Ducks are turning up dead in John McLaren Park, but it’s not an avian virus that’s killing them.
Neighbors have so far found three dead ducks struck by yellow darts, and others that are wounded, according to Portola resident Chuck Farrugia.
“Everybody’s angry,” the retired firefighter told The Standard by phone on Saturday. “Everybody wants to catch the culprits.”
Farrugia said his wife and daughter first found a duck struck by a dart near McNab Lake on Dec. 23. Soon afterward, Farrugia and his neighbors started calling San Francisco Animal Care and Control.
Agency spokespeople initially said they would not retrieve any dead ducks because of the bird flu risk, but when a neighbor waded into the water to retrieve a carcass, animal control agents agreed to test it, Farrugia said.
It did not have bird flu, he continued, but the timing is unfortunate; city health officials announced Friday the first human case of avian flu in San Francisco.
According to Farrugia, animal control employees have since come back to the lake and have tried to catch a living duck struck by darts so they can treat it, but have so far been unsuccessful.
Neighbors, meanwhile, are standing by, ready to chip in for the veterinarian’s bill.
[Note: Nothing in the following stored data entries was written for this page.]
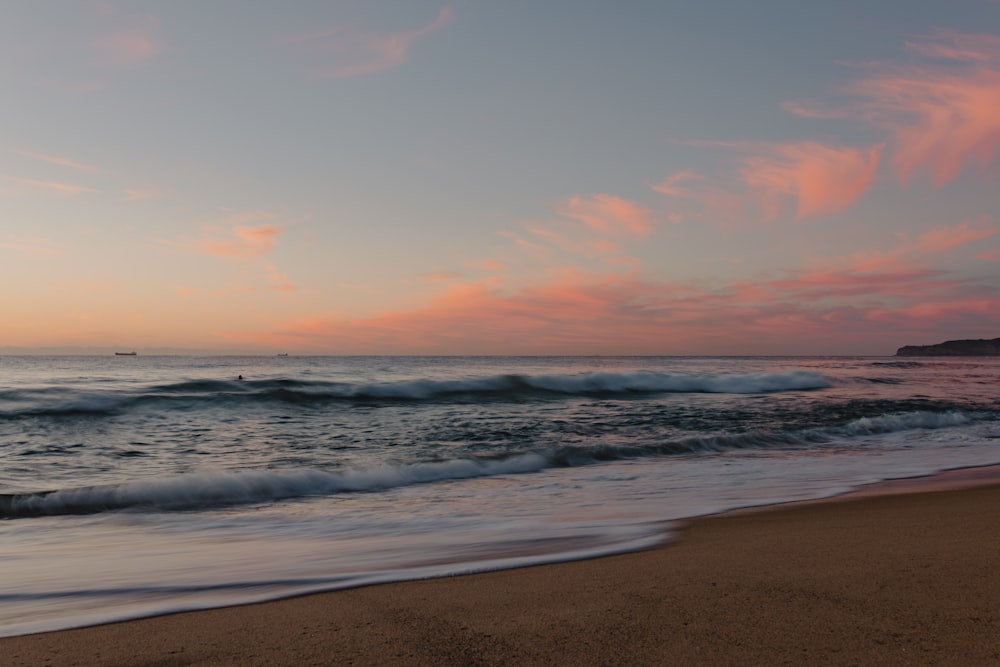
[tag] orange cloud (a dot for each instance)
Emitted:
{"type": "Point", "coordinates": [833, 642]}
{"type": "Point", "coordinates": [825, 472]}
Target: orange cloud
{"type": "Point", "coordinates": [804, 311]}
{"type": "Point", "coordinates": [940, 115]}
{"type": "Point", "coordinates": [943, 238]}
{"type": "Point", "coordinates": [671, 185]}
{"type": "Point", "coordinates": [278, 281]}
{"type": "Point", "coordinates": [609, 214]}
{"type": "Point", "coordinates": [821, 179]}
{"type": "Point", "coordinates": [31, 247]}
{"type": "Point", "coordinates": [359, 53]}
{"type": "Point", "coordinates": [241, 242]}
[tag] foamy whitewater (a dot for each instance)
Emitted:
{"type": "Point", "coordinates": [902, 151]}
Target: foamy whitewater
{"type": "Point", "coordinates": [133, 486]}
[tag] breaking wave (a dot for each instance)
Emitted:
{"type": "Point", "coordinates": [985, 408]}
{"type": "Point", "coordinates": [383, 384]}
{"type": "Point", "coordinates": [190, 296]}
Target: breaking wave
{"type": "Point", "coordinates": [212, 490]}
{"type": "Point", "coordinates": [512, 387]}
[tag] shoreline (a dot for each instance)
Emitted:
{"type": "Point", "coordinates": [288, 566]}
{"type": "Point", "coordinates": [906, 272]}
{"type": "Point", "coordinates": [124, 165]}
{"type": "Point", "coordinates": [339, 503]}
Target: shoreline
{"type": "Point", "coordinates": [900, 571]}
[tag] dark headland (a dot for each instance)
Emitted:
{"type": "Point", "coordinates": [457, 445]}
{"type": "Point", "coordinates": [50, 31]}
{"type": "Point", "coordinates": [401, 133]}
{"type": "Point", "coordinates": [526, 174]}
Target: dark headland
{"type": "Point", "coordinates": [953, 348]}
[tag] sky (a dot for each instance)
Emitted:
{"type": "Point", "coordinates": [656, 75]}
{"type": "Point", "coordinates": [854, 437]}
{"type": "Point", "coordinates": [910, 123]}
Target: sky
{"type": "Point", "coordinates": [642, 177]}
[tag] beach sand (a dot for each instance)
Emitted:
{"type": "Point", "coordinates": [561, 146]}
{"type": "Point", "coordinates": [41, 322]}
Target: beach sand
{"type": "Point", "coordinates": [905, 579]}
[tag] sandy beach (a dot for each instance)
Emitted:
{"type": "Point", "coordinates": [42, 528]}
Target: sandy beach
{"type": "Point", "coordinates": [908, 579]}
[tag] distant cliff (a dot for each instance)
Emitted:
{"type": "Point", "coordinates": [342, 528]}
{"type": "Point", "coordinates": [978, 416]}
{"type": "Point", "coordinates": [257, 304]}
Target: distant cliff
{"type": "Point", "coordinates": [953, 348]}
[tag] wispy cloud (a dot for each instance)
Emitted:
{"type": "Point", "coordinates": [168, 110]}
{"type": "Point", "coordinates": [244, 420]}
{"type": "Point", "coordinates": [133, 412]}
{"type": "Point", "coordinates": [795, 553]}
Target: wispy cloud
{"type": "Point", "coordinates": [30, 247]}
{"type": "Point", "coordinates": [609, 214]}
{"type": "Point", "coordinates": [135, 194]}
{"type": "Point", "coordinates": [941, 113]}
{"type": "Point", "coordinates": [130, 48]}
{"type": "Point", "coordinates": [340, 52]}
{"type": "Point", "coordinates": [50, 186]}
{"type": "Point", "coordinates": [62, 162]}
{"type": "Point", "coordinates": [590, 313]}
{"type": "Point", "coordinates": [278, 281]}
{"type": "Point", "coordinates": [820, 179]}
{"type": "Point", "coordinates": [239, 242]}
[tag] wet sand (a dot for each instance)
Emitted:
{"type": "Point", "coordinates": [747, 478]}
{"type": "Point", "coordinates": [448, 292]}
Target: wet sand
{"type": "Point", "coordinates": [911, 578]}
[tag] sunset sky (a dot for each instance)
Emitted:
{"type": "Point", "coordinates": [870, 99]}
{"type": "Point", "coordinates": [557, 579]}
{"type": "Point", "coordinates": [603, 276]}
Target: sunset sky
{"type": "Point", "coordinates": [566, 177]}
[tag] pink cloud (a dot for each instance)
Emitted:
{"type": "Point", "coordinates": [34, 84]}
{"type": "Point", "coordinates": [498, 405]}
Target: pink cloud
{"type": "Point", "coordinates": [278, 281]}
{"type": "Point", "coordinates": [241, 242]}
{"type": "Point", "coordinates": [609, 214]}
{"type": "Point", "coordinates": [31, 247]}
{"type": "Point", "coordinates": [347, 53]}
{"type": "Point", "coordinates": [836, 310]}
{"type": "Point", "coordinates": [488, 265]}
{"type": "Point", "coordinates": [940, 115]}
{"type": "Point", "coordinates": [943, 238]}
{"type": "Point", "coordinates": [128, 48]}
{"type": "Point", "coordinates": [441, 276]}
{"type": "Point", "coordinates": [821, 179]}
{"type": "Point", "coordinates": [672, 185]}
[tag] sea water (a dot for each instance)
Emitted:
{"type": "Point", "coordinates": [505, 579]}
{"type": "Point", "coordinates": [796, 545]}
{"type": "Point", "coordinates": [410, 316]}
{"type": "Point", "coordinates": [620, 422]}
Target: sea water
{"type": "Point", "coordinates": [133, 486]}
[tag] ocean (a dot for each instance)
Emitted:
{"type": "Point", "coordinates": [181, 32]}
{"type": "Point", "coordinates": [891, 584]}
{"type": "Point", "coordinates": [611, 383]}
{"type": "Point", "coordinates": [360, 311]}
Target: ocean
{"type": "Point", "coordinates": [133, 486]}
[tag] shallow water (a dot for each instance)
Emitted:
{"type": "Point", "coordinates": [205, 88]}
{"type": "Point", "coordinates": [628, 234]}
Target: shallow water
{"type": "Point", "coordinates": [139, 485]}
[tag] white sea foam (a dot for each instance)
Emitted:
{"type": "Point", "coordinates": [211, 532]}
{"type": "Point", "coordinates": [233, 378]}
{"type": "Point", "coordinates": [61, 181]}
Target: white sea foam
{"type": "Point", "coordinates": [207, 490]}
{"type": "Point", "coordinates": [597, 383]}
But they’re worried about the culprit, whom Farrugia imagines as a mischievous teen.
“If a kid can shoot a dart at a duck,” Farrugia said, “[then] more than likely, when he gets older, he could shoot something worse — and it could be at a person.”
This comes just a week after the discovery of a butchered baby animal at another city park.
So far, there’s no evidence that suggests anything about the identity of the perpetrator. Neither animal control nor the San Francisco Recreation and Parks Department immediately responded to requests for comment.